どうして、と思いながらも答えはすぐに分かる。

他の貴族様は、社交界へ出向いて結婚相手を見つける。
しかし、ここノワールは、辺境過ぎて社交界が開かれる街へ行こうと思うと1週間はかかる。
1週間の滞在費すら惜しすぎて、場数を踏んできて欲しいとは言えない。



悩んでいると、ポイポイと僕の口にクッキーを放り込み始めるアル様。

咀嚼している間、彼は僕の一つに縛っている髪の毛を解いた。僕の髪の毛は胸まで伸びている。何故だが、彼は僕の髪の毛を弄るのがとても好きなのだ。

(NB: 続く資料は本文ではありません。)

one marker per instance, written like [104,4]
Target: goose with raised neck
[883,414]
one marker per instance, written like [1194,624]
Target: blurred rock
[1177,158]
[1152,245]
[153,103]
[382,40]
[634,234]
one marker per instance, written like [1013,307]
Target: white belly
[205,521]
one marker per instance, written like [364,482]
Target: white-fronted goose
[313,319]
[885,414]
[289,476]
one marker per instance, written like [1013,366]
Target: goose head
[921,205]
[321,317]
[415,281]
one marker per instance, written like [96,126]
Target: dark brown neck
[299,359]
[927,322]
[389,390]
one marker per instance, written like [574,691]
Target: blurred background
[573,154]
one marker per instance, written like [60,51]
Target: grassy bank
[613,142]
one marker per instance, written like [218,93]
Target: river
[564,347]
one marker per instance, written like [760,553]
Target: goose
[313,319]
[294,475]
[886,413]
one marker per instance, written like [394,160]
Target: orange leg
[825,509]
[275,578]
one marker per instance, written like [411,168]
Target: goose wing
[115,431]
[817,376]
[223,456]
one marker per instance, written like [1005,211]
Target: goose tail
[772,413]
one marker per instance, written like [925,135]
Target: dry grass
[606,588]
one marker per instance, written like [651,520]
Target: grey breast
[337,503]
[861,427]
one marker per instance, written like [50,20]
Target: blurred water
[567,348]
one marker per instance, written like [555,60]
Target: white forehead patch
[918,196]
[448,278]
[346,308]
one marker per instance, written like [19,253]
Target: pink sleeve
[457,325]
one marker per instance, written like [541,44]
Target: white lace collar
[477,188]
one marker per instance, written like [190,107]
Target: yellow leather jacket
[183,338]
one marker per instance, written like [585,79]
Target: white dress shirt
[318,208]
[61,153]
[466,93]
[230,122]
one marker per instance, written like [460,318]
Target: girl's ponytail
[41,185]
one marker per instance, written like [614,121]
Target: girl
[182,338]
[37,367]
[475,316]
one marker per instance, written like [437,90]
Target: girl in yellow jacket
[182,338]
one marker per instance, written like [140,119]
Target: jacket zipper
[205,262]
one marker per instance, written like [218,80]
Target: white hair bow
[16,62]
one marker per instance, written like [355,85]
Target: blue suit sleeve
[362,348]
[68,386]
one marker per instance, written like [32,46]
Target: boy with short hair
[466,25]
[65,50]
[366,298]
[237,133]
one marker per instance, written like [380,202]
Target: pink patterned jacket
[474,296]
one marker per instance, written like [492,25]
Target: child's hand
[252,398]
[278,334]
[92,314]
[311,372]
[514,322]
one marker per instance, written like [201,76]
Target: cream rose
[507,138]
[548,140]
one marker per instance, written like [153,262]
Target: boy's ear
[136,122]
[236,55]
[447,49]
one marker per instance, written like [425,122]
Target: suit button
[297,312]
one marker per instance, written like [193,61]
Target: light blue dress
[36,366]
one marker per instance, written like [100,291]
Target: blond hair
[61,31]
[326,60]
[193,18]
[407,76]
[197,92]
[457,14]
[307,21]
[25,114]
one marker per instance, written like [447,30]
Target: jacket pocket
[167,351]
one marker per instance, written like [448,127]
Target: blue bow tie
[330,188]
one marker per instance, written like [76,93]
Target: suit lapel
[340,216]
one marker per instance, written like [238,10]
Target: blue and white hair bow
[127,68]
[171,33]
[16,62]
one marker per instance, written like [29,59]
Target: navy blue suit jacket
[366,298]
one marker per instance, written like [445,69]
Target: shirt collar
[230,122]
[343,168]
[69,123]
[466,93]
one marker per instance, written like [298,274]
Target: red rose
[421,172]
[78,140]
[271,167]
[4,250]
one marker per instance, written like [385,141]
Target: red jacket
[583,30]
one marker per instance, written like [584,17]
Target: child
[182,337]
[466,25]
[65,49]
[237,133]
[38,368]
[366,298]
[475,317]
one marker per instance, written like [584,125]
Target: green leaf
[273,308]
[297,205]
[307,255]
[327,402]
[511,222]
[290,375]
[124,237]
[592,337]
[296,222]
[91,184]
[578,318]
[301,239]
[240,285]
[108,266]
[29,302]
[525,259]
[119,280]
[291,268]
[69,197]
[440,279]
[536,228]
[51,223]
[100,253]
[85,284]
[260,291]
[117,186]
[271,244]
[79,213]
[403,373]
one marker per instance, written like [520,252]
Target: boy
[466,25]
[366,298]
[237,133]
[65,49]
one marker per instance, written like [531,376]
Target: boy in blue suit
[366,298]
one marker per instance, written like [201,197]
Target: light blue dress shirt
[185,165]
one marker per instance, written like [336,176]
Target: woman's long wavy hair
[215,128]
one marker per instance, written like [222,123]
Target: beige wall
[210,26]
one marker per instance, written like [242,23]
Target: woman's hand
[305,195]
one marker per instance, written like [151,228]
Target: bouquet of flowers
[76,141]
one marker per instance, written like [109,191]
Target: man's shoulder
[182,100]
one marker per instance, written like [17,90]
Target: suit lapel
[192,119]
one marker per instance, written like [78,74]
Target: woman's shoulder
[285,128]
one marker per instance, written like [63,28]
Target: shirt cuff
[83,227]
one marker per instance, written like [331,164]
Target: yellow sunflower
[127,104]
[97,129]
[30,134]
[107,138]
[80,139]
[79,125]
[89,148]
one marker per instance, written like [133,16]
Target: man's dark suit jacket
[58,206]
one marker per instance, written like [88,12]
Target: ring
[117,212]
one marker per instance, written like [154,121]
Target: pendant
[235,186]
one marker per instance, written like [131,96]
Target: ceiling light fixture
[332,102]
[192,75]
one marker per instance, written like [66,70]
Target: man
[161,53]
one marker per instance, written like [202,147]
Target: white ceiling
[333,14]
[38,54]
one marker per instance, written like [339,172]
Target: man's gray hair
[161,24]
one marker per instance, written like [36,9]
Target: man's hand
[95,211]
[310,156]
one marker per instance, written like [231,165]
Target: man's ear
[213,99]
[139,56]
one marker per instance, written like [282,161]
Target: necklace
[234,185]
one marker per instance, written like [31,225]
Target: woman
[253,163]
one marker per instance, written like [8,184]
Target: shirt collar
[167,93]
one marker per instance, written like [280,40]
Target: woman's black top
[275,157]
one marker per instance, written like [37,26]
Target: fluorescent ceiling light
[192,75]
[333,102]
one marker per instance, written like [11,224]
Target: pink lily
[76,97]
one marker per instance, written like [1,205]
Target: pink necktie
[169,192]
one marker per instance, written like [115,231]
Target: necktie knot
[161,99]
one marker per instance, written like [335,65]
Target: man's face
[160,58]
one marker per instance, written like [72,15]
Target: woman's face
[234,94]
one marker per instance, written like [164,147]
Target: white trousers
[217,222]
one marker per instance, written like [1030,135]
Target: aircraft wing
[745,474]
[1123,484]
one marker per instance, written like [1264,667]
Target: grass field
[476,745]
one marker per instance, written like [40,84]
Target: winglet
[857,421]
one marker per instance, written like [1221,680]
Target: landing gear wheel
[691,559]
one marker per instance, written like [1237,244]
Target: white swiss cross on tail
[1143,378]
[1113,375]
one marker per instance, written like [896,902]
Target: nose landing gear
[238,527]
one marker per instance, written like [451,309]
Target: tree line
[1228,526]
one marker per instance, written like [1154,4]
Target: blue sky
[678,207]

初めだけ抵抗するのだけど、ちゃんと拒み切れたことがない。
自分が結うより遥かにキレイな編み込みを結い、そして、編み込んだ先に小瓶に活けていた花を差し込んでいく。


「リース、君はもうすぐ18歳になる。成人を迎えたら約束の……」

「そうだ! いいアイデアを思いつきました! アル様、お嫁様候補をこちらにお呼びすればいいのです!」


パチンっと両手を叩いた。無駄なパーティー代、衣装代が要らない。勝負用の衣服は1着だけある。華やかな社交界でその衣類を何度も使い回すのはNGだが、一度会うだけの相手ならば何着も要らないだろう。

この屋敷は広くて、従者合わせても充分泊って頂ける……!!!


「リース? 君は何を言って?」

キョトンとするアルフォードの手をギュッと握った。


「アル様の素敵な結婚相手を見つけましょう!!」
「!!」


貧乏だって、こんな素敵な方なのだ!! きっと分かってくださる方はいらっしゃる!!


前当主見ていてください!! 
このリース、アル様の幸せの為に、これから結婚相手を見つけてみせます!!!